Beto Richa vira réu pela 3ª vez na Lava Jato acusado de fraude em obras de rodovia

Em troca de propina de R$ 7 milhões, tucano teria favorecido consórcio em licitação para obras de duplicação de uma rodovia estadual, em 2014

A Justiça Federal do Paraná aceitou nesta segunda-feira (1º) denúncia contra o ex-governador do estado Beto Richa (PSDB) e outras seis pessoas sob acusação dos crimes de corrupção ativa e passiva, fraude licitatória e lavagem de dinheiro nas obras de duplicação de uma rodovia estadual, em 2014.

É a terceira vez que o tucano se torna réu no âmbito da operação Lava Jato. No total, porém, Richa responde atualmente a sete processos, envolvendo outras investigações.

O governador do Paraná, Beto Richa, na Convenção Nacional do PSDB no hotel Royal Tulip, em Brasília – Pedro Ladeira/Folhapress

De acordo com a força-tarefa da Lava Jato, aliado ao seu ex-assessor, Ezequias Moreira, seu irmão, o ex-secretário José Richa Filho, e a outros dois empresários, Rafael Gluck e José Maria Ribas Muellet, o ex-governador fraudou a licitação para duplicação da PR-323, entre Maringá a Francisco Alves, no noroeste do Paraná. Eles teriam agido em favor do Consórcio Rota das Fronteiras, composto, entre outras, pelas empresas Tucumann Engenharia e Odebrecht.

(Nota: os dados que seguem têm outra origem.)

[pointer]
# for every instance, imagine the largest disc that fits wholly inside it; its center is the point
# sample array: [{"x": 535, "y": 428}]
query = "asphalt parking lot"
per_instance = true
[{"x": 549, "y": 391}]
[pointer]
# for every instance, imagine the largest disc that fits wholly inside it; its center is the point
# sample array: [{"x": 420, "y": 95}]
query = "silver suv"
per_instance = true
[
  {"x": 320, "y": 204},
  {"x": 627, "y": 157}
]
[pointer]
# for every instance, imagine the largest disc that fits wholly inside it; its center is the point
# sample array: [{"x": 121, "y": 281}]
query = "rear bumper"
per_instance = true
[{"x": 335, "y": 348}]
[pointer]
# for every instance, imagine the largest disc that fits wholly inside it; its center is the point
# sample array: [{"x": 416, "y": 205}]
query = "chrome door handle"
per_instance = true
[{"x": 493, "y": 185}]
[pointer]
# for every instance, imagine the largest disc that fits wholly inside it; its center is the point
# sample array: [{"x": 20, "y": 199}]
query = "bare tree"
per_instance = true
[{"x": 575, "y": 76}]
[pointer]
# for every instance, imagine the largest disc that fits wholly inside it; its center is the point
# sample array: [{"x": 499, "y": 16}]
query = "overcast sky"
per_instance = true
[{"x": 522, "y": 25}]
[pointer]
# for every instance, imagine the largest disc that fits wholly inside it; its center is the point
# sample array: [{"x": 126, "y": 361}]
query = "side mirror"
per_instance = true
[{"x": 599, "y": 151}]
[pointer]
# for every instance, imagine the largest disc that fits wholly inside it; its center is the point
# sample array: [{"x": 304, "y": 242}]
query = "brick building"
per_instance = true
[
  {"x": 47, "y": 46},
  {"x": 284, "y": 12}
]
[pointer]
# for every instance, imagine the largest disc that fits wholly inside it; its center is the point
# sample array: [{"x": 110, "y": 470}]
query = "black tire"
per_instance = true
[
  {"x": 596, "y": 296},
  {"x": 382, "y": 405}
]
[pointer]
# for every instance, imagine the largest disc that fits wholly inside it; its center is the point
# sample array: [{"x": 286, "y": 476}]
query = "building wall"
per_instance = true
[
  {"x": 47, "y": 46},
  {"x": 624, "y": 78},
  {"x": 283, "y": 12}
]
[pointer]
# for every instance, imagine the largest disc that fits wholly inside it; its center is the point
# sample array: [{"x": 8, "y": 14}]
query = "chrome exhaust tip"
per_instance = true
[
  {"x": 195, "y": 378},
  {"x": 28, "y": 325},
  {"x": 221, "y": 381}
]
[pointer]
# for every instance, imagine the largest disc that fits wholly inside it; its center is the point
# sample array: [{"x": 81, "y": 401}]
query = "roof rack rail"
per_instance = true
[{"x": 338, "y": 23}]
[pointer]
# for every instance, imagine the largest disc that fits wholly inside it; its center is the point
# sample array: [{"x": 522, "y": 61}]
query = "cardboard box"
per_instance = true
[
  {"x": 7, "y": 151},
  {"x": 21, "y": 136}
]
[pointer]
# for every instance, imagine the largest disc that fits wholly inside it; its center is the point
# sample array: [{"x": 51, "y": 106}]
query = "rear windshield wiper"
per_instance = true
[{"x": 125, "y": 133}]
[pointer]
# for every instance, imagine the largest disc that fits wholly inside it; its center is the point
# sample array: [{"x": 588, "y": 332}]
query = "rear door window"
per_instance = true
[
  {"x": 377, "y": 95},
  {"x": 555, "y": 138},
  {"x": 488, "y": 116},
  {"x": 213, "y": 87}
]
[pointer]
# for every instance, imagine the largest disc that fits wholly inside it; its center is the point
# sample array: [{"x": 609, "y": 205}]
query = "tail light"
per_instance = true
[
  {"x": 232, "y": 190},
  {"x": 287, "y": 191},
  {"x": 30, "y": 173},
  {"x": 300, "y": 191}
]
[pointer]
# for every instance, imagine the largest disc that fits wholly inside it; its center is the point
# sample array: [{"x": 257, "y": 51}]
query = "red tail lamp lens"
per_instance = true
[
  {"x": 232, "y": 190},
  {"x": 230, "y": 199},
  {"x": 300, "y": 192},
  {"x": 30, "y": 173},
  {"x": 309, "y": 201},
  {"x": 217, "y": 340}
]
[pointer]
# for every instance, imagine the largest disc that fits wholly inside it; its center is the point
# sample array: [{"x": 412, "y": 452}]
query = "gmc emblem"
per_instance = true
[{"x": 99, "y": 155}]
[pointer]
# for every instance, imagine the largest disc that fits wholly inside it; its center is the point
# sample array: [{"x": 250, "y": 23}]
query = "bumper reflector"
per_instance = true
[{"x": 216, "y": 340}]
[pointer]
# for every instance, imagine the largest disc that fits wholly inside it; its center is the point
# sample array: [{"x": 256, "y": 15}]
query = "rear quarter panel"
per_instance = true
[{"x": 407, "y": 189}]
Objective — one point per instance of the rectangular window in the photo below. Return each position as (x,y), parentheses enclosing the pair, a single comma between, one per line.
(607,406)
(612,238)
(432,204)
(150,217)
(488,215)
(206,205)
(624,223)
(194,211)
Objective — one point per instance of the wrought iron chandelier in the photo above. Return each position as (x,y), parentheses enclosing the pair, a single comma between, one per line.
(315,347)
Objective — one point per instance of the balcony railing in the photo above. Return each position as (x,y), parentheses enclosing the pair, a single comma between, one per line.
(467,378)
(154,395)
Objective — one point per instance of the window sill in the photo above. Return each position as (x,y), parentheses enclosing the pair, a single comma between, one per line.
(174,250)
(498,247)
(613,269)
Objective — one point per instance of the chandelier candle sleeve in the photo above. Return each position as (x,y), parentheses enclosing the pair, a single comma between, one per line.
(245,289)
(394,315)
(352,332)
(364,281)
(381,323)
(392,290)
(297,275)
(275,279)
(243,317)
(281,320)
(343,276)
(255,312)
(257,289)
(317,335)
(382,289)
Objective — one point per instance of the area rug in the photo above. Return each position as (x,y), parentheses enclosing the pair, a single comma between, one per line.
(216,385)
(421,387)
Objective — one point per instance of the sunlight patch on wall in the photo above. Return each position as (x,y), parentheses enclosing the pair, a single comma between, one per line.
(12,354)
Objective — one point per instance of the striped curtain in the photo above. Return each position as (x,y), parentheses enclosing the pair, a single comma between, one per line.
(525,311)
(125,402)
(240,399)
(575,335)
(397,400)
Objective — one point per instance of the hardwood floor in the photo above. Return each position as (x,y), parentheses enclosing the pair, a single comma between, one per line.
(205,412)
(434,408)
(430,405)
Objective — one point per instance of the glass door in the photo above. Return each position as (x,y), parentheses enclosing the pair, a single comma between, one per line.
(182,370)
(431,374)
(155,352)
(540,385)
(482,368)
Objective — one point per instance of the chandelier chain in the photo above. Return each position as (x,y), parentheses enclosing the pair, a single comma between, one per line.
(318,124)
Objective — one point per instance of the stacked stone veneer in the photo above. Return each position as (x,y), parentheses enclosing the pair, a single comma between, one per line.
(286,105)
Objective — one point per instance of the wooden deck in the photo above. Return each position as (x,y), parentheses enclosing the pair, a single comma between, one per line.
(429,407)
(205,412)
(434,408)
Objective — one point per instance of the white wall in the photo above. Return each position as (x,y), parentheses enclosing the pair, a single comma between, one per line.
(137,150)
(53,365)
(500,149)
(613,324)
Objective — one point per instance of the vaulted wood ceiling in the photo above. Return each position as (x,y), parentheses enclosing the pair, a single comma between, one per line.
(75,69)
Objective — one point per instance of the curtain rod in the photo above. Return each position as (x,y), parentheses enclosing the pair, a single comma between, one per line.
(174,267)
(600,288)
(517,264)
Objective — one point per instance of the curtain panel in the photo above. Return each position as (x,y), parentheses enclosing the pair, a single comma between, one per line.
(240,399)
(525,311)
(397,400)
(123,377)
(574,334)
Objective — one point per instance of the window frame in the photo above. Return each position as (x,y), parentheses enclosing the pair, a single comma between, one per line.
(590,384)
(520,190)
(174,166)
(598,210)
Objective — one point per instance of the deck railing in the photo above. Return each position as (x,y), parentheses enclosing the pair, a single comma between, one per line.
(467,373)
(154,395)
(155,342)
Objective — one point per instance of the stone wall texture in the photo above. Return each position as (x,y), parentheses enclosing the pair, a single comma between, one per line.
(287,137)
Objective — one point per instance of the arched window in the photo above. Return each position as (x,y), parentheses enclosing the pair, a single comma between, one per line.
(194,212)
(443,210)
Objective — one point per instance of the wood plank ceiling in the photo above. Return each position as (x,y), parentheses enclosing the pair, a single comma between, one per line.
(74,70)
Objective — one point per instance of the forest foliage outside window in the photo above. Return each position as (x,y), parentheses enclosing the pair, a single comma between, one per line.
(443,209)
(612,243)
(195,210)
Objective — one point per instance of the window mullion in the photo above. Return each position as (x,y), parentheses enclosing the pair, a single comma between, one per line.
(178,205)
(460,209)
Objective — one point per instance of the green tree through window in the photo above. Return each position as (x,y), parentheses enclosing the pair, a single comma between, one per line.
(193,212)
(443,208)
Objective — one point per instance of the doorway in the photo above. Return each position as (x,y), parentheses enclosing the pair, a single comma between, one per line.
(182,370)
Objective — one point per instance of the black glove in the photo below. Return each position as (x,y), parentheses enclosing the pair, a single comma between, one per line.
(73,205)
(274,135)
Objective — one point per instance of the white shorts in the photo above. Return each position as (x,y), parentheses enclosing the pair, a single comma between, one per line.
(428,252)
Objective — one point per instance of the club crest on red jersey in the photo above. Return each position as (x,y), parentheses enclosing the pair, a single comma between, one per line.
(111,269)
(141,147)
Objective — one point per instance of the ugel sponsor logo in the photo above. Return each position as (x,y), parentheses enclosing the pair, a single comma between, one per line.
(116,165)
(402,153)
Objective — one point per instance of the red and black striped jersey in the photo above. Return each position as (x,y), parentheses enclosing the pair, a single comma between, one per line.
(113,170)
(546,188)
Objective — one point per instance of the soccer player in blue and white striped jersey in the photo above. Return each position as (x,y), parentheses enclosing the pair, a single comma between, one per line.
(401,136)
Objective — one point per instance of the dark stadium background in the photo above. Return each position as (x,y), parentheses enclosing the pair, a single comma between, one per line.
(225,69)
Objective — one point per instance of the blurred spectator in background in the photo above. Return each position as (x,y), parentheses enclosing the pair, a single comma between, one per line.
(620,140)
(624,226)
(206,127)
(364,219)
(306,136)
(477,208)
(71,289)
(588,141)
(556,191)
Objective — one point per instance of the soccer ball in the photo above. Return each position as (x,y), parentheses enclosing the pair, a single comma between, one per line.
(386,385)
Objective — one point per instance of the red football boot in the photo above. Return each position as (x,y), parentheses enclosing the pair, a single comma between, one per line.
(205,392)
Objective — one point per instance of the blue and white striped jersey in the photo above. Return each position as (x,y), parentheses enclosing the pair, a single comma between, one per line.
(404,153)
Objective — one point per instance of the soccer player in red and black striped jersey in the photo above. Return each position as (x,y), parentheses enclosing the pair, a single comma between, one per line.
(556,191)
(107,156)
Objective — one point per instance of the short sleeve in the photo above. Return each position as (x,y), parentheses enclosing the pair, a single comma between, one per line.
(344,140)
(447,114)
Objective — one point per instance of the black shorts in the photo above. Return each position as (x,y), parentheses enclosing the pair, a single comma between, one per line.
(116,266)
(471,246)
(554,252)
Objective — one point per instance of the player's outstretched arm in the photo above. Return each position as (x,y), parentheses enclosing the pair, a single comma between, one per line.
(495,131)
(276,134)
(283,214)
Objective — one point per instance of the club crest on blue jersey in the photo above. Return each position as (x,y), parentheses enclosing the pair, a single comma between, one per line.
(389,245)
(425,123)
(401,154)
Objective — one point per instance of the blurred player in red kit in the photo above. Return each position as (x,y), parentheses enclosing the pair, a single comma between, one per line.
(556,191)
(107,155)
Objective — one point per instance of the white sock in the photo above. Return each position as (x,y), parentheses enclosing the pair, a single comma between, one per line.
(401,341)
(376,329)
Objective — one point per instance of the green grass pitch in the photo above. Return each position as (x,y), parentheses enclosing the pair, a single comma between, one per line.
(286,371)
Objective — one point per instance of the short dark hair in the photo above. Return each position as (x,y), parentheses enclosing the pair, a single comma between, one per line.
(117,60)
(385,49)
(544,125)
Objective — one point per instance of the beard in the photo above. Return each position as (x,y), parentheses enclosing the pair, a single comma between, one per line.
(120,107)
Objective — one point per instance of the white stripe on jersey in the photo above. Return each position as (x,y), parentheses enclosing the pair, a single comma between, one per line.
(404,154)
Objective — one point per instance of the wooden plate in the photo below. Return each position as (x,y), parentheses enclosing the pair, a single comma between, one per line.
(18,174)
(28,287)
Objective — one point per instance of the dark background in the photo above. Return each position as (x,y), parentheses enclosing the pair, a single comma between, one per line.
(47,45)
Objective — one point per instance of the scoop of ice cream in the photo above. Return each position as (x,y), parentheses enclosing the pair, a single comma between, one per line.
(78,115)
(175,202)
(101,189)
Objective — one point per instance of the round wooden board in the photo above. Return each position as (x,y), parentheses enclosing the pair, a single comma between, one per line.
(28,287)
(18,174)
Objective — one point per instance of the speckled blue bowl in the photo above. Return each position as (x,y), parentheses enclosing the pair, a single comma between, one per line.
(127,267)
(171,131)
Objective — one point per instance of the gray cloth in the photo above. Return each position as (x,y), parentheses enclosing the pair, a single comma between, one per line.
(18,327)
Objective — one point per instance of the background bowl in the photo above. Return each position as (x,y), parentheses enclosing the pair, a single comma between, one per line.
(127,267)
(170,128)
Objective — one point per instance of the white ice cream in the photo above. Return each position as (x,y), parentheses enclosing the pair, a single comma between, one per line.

No acolhimento da denúncia, o juiz Paulo Sergio Ribeiro, da 23ª Vara Federal de Curitiba, observa que há “supostos fatos criminosos relacionados a complexo esquema criminoso, envolvendo diversas pessoas e mecanismos sofisticados relacionados à execução de atos criminosos”.

Para garantir que outras empresas não ameaçassem a licitação, os agentes públicos teriam descumprido algumas formalidades legais e, em troca, teriam recebido cerca de R$ 7,5 milhões. Segundo as investigações, havia contato entre os empresários do consórcio e os agentes públicos antes mesmo da publicação das diretrizes para a licitação.